Das alles läuft auf ISO 42001 hinaus. Wir arbeiten daran.
Aber das reicht nicht. Denn Compliance ist eine Partnerschaft.
Sie als Kunde müssen wissen, was wir tun. Sie müssen dokumentieren, wie Sie unser System nutzen. Sie müssen Ihre Mitarbeiter schulen.
Wir können Ihnen die Werkzeuge geben. Aber die Verantwortung teilen wir.
Die Realität für den Mittelstand
Viele mittelständische Unternehmen sind überfordert.
ISO 27001 ist schon komplex genug. Jetzt kommt ISO 42001 dazu. Und der EU AI Act. Und DSGVO hatten wir ja auch noch.

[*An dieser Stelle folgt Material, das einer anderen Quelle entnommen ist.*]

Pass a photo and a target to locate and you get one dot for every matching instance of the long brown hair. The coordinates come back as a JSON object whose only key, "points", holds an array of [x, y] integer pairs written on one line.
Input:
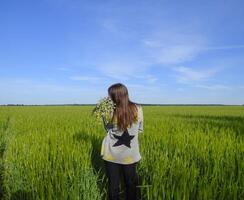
{"points": [[125, 112]]}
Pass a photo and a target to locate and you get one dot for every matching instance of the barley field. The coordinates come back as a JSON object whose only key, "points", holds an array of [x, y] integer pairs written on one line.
{"points": [[188, 152]]}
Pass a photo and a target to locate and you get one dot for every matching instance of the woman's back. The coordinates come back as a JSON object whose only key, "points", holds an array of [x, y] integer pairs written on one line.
{"points": [[122, 146]]}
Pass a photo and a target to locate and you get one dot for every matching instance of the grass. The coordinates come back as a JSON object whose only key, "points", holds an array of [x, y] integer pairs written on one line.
{"points": [[188, 152]]}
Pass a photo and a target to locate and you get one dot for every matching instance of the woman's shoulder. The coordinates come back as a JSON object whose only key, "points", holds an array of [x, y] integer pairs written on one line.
{"points": [[139, 106]]}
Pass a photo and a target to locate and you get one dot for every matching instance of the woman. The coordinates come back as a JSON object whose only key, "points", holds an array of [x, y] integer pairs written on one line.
{"points": [[120, 148]]}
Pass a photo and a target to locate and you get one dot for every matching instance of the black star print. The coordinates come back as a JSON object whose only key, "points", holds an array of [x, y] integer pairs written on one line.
{"points": [[124, 139]]}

Es fühlt sich an wie ein regulatorisches Bombardement.
Das verstehen wir.
Aber hier ist die gute Nachricht: Wenn Sie ISO 27001 bereits haben, ist der Weg zu ISO 42001 überschaubar. Die Struktur ist da. Sie müssen sie nur erweitern.
Und wenn Sie noch keine ISO 27001 haben? Dann schaffen Sie jetzt die Grundlagen. Bevor die Anforderungen komplexer werden. Bevor die Fristen knapper werden.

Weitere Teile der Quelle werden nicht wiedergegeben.